President David Granger has pledged his country’s support to Caribbean integration while at the same time he has highlighted the role of Guyana and its immediate neighbours in South American security.
Addressing thousands of persons at his Inauguration Ceremony held at the Guyana National Stadium, Providence, East Bank Demerara on Sunday; the President said his administration would seek to improve relations with the Caribbean at large. “We shall strengthen our ties with our neighbours, starting with the Caribbean, starting with Caricom and including the wider Caribbean,” he said.
Granger recalled that hours after he was sworn in as President, he held talks with the Secretary General of the 15-nation Caribbean Community (Caricom), Ambassador Irwin La Rocque “because we wanted to send a message.”
The President announced that Foreign Minister Carl Greenidge has been tasked to “work tirelessly with every single state of the Caribbean Community and the wider Caribbean to ensure complete compliance with the Treaty of Chaguaramas” which established the regional grouping.
Last year May, the Caribbean Court of Justice (CCJ) ordered Guyana to pay a Surinamese beverage company, Rudisa Beverages, more than US$6 million that had been collected in environmental tax in violation of the Treaty of Chaguaramas. The then Guyana government had attempted to amend the law but such efforts had been rejected by the then opposition, which now forms the government after the May 11, 2015 general elections, because the administration then had refused to conclude proper consultations with the private sector.
The Guyanese leader used Independence Day- May 26, 2015- to “affirm and reaffirm” Guyana’s friendly relations with Brazil, Venezuela and Suriname, saying that they have a collective responsibility for continental security. “Our four neighbouring republics- Brazil, Guyana, Venezuela and Suriname- together have much to contribute to the security and the stability of the South American continent, to the success of the Union of South American States, to the Organisation of American States and to the happiness of our peoples,” said Granger, a retired Brigadier of the Guyana Defence Force (GDF).
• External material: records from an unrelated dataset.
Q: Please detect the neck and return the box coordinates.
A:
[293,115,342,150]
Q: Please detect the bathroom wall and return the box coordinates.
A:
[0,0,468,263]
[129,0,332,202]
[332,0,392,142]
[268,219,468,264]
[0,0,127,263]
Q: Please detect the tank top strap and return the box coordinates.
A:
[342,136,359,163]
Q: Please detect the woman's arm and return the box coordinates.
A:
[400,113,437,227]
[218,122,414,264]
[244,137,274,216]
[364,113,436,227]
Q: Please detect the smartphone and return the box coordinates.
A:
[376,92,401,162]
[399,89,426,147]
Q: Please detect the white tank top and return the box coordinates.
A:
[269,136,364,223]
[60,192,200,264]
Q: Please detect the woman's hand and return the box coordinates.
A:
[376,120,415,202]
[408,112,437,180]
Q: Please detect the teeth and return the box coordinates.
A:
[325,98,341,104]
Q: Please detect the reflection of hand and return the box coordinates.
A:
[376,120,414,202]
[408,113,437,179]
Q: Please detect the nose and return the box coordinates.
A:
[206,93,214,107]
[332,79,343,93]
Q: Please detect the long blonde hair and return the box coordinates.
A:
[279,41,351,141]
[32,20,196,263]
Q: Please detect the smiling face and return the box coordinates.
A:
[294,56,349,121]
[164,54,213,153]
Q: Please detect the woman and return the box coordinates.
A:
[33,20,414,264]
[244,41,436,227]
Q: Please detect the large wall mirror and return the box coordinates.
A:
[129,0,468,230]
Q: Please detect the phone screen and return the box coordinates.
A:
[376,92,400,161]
Venezuela and Brazil are widely regarded as major sources of cocaine and illegal arms to Guyana, Suriname and Caribbean islands. The United States has long identified Guyana as a transshipment point for South American cocaine to North America.
Through UNASUR’s infrastructure integration programmne for the construction of road and bridge links among member states, experts hope that eventually there will be a boost in trade and greater people-to-people contact.